Construída no início dos anos 1970, durante o regime militar, rodovia
representou o projeto de integração nacional e hoje é uma estrada fantasma,
condenando milhares de amazônidas ao esquecimento, o isolamento no meio da maior
floresta tropical do mundo
Portal de entrada no município de Humaitá (AM) |
Uma fileira de 22 veículos
off-road entrou na cidade de Humaitá, no Amazonas, chamando a atenção dos
moradores no final da tarde de domingo, 24/11. Com adesivos coloridos,
carregados com equipamentos de trilha, pneus para lama e tripulados por pessoas
uniformizadas com uma camisa branca, as caminhonetes e jipes saídos de Porto
Velho levavam esperança para a população. “Agora tem que sair a reabertura da
rodovia!”, gritavam algumas pessoas, acenando para a diligência que ficou
conhecida pelo slogan “BR-319 – Chega de Atoleiro”.

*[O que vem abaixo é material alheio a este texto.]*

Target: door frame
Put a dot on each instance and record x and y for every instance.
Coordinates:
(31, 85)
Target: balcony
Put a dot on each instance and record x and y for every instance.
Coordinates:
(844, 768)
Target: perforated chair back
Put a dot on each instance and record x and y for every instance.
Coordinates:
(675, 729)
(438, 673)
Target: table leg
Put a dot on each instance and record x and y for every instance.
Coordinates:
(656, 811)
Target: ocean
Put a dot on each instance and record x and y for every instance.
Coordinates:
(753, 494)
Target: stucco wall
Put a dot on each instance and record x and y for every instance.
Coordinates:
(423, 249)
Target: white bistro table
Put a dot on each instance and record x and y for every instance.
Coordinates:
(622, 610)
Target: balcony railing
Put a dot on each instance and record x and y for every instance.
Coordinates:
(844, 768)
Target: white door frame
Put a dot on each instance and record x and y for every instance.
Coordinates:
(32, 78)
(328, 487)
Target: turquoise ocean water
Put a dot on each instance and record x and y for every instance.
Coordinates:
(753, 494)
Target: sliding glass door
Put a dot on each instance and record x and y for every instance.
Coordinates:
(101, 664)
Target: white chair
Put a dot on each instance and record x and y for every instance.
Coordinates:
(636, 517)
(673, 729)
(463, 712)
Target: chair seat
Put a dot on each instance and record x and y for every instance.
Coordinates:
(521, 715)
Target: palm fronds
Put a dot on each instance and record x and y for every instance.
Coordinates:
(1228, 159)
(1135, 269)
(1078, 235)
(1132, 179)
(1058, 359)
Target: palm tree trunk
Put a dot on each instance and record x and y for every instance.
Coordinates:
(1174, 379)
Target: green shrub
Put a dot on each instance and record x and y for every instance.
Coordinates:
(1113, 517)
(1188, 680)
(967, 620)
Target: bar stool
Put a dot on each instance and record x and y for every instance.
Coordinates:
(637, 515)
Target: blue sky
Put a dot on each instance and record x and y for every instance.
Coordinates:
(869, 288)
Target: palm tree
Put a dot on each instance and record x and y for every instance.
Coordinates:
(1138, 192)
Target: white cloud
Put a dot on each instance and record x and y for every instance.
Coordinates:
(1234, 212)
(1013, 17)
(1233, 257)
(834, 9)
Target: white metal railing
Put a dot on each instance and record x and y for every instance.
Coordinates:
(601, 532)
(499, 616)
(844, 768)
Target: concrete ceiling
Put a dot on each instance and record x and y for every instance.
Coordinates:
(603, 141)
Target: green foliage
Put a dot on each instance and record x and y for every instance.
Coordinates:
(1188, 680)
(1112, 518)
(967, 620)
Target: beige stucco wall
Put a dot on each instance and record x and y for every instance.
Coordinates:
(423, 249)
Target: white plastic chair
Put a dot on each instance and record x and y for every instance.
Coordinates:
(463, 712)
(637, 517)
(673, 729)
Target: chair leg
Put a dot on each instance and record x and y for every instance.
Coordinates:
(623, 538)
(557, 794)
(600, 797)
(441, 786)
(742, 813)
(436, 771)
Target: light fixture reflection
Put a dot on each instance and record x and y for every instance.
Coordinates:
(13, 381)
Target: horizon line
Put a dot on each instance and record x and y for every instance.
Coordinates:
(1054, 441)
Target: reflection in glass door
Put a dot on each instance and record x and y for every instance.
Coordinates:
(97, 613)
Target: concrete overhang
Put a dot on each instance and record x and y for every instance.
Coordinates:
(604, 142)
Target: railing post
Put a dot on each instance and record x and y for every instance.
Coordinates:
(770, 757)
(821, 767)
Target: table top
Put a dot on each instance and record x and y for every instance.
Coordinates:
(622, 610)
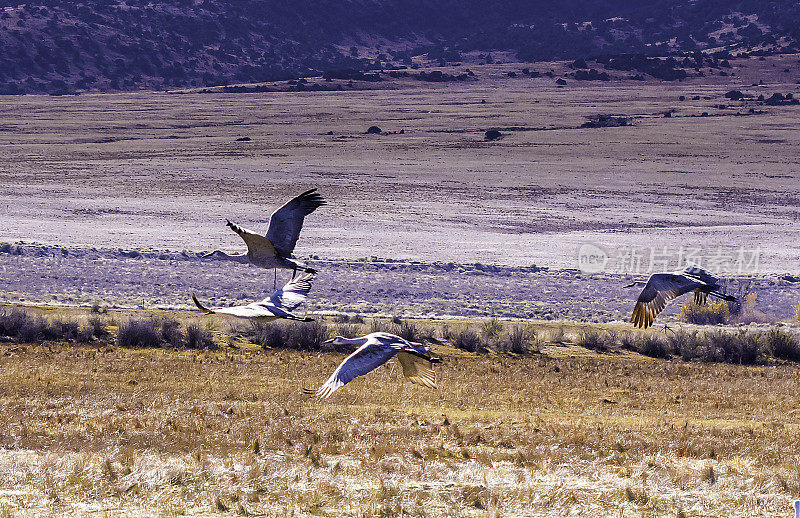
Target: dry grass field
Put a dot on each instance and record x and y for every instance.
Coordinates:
(100, 430)
(107, 431)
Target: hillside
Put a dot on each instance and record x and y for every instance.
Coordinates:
(57, 47)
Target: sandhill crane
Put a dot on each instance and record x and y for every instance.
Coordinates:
(663, 287)
(274, 250)
(374, 350)
(278, 305)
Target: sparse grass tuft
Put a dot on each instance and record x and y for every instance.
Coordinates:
(520, 339)
(198, 337)
(713, 312)
(139, 333)
(469, 340)
(782, 344)
(491, 329)
(595, 340)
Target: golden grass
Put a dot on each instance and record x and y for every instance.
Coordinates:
(108, 431)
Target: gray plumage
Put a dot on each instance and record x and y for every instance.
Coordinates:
(278, 305)
(274, 250)
(374, 350)
(663, 287)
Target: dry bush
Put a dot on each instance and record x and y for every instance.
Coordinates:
(491, 329)
(309, 336)
(739, 348)
(349, 330)
(712, 312)
(651, 345)
(597, 340)
(782, 344)
(745, 312)
(139, 333)
(468, 340)
(198, 337)
(685, 344)
(306, 336)
(409, 331)
(12, 321)
(27, 328)
(520, 339)
(378, 325)
(98, 326)
(344, 319)
(170, 331)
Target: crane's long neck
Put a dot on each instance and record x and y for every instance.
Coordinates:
(361, 340)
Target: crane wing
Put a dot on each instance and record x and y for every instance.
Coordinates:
(365, 359)
(294, 293)
(285, 223)
(258, 246)
(660, 289)
(255, 310)
(417, 369)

A cidade de cerca de 80 mil
habitantes foi a primeira parada da diligência promovida pela Comissão de
Agricultura e Reforma Agrária (CRA) do Senado Federal, por solicitação do
senador Acir Gurgacz (PDT-RO). Com mais de 60 pessoas, dentre políticos,
jornalistas, empresários, servidores e jipeiros, a diligência (ou expedição,
como também foi chamada) provocou uma onda de alegria entre os moradores de
Humaitá. O motivo era claro: a cidade, que fica no Amazonas, tem uma boa
ligação terrestre para Porto Velho, mas não para a capital do próprio Estado,
Manaus. A diligência, que teve o objetivo de levar informações para autoridades
federais sobre a real situação da via, foi vista como uma possibilidade dos
moradores verem a rodovia reaberta.
Praça Central de Humaitá e Catedral Nossa Senhora da Imaculada Conceição |
Vista panorâmica do rio Madeira, em Humaitá |
Mas não apenas moradores das
cidades cortadas pela rodovia reconhecem a importância da ação. O vice-prefeito
de Ji-Paraná, Marcito Pinto (PDT-RO), que participou da diligência, destacou a
importância estratégica da BR-319 para a economia regional. “Manaus é o maior
mercado consumidor da região Norte, são nossos vizinhos e não conseguimos fazer
negócios com este mercado. Precisamos reconstruir esta estrada para dinamizar a
economia regional, o que será bom para o comércio, para a agricultura e para a
indústria de toda a Amazônia”, frisou Marcito Pinto. Para Marcito, os
pecuaristas e frigoríficos de Ji-Paraná e da região Central do Estado seriam
beneficiados com a reabertura desta rodovia. “Além disso, o comércio entre os
dois Estados criaria uma nova dinâmica na economia regional tornando
estimulando a agroindústria que cresce a cada dia em Rondônia”, frisou Marcito.
Vice-prefeito de Ji-Paraná, Marcito Pinto |
PROMISSORA - Na vila de
Realidade, distrito de Humaitá, o madeireiro Ronieque Zanys fez questão de
procurar os integrantes da diligência para mostrar a dura realidade de quem ali
vive. “O lugar aqui é bom, tem tudo para a gente crescer, mas falta estrada!”,
desabafou. De acordo com o madeireiro, que é oriundo de Rolim de Moura, é
possível trabalhar na produção rural e no extrativismo apenas três meses por
ano. “O resto do tempo é ficar olhando a chuva cair do céu, não dá para fazer
nada, porque ficamos isolados aqui. Ninguém vai plantar para depois ver o
produto apodrecer”, explicou.
Zanys explicou que trabalha com
compra e venda de madeira com manejo ambiental, e que a região é promissora,
mas ele provavelmente vai ter que abandonar Realidade. “Se não fizerem estrada
já no ano que vem não vou ter mais como fica acumulando prejuízos. Eu também
sou brasileiro, também quero ter uma casa boa, um bom carro. Não sou bicho para
viver isolado no meio do mato”, acrescentou.A diligência apurou que depoimentos
como esse não são raros ao longo dos poucos trechos habitados às margens da
BR-319.Realidade hoje tem cerca de 5 mil habitantes, sendo que 3 mil no perímetro
urbano e o restante no setor rural, dentro da floresta. Depois da vila é
possível ver poucos sítios até cerca de 300 quilômetros de Porto Velho, e quase
nenhuma habitação até chegar perto de Igapó-Açu, perto de Manaus.